Winter Hawk’s aerial perspective sang bye-bye to a red rose blooming near Bamboo. Light escaped thin gray clouds above Marmara Sea more know less.

“You were and still are large and loud,” she said, swallowing his alchemical semantic fluids in her crucible. “Such a fine little life stew we brew with pleasure and pain my sweet warrior.”

“Honey pie you are driving me crazy.”

“Leave the driving to me.”

They shifted positions for better GPS triangulation on her refugee relocation assistance program. Achieving orgasm she sang, “Keep your eyes on the road and your hands on the wheel.”

“Drive papa home baby,” said Louis approaching rapture.

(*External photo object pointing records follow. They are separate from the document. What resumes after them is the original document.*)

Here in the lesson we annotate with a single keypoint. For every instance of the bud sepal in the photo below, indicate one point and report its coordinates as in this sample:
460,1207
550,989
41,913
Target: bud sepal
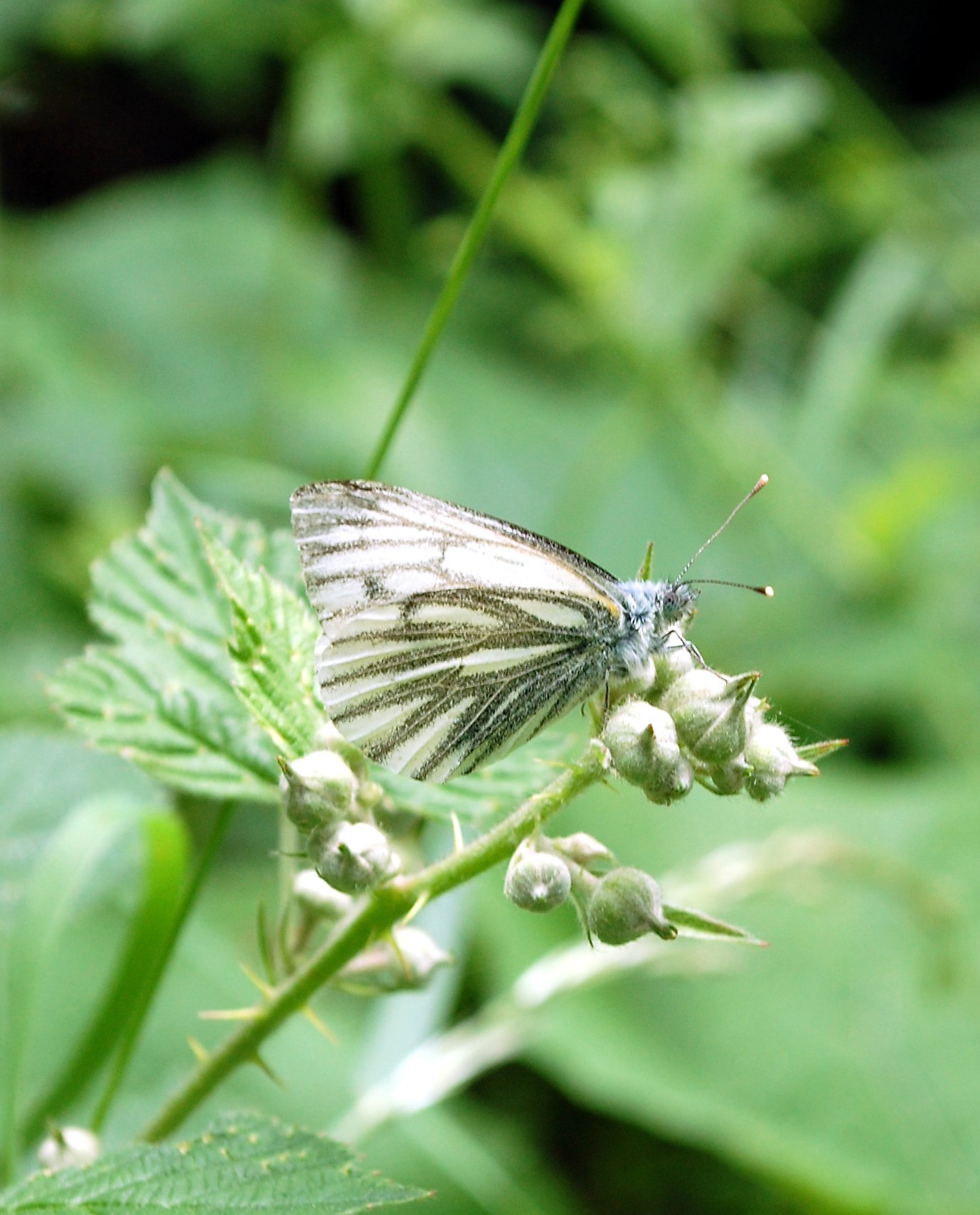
624,906
537,880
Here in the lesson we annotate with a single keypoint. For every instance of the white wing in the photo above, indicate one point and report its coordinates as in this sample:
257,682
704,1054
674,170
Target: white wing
448,637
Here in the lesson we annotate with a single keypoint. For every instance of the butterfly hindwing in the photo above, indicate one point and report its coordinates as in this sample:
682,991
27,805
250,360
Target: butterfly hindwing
448,637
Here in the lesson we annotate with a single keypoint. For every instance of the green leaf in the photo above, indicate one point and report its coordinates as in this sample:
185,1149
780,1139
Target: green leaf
271,648
53,891
242,1162
43,777
163,696
164,846
707,928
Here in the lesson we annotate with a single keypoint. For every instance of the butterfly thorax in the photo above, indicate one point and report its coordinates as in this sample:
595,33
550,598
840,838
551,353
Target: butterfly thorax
652,611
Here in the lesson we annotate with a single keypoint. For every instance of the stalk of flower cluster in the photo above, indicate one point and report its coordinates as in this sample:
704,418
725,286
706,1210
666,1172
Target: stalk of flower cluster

“I don’t know how well you handle jealousy,” she said. “It’s a factor in relationships here.”

“Say more about trust.”

“Jealousy is a well used behavior modification strategy here. Feminine manipulation controls weak males. Mama boys. Guilt trips. I play the victim and you play the rescuer. Do you get it? My love is like a faucet. I turn it off, turn it on.”

“The word get is the joker word in English.”

“Get on, get in, get by, get over, get through, get going, get set from the get go,” sang Ms. Linguist.

Exploring his hand-held device improved her reception.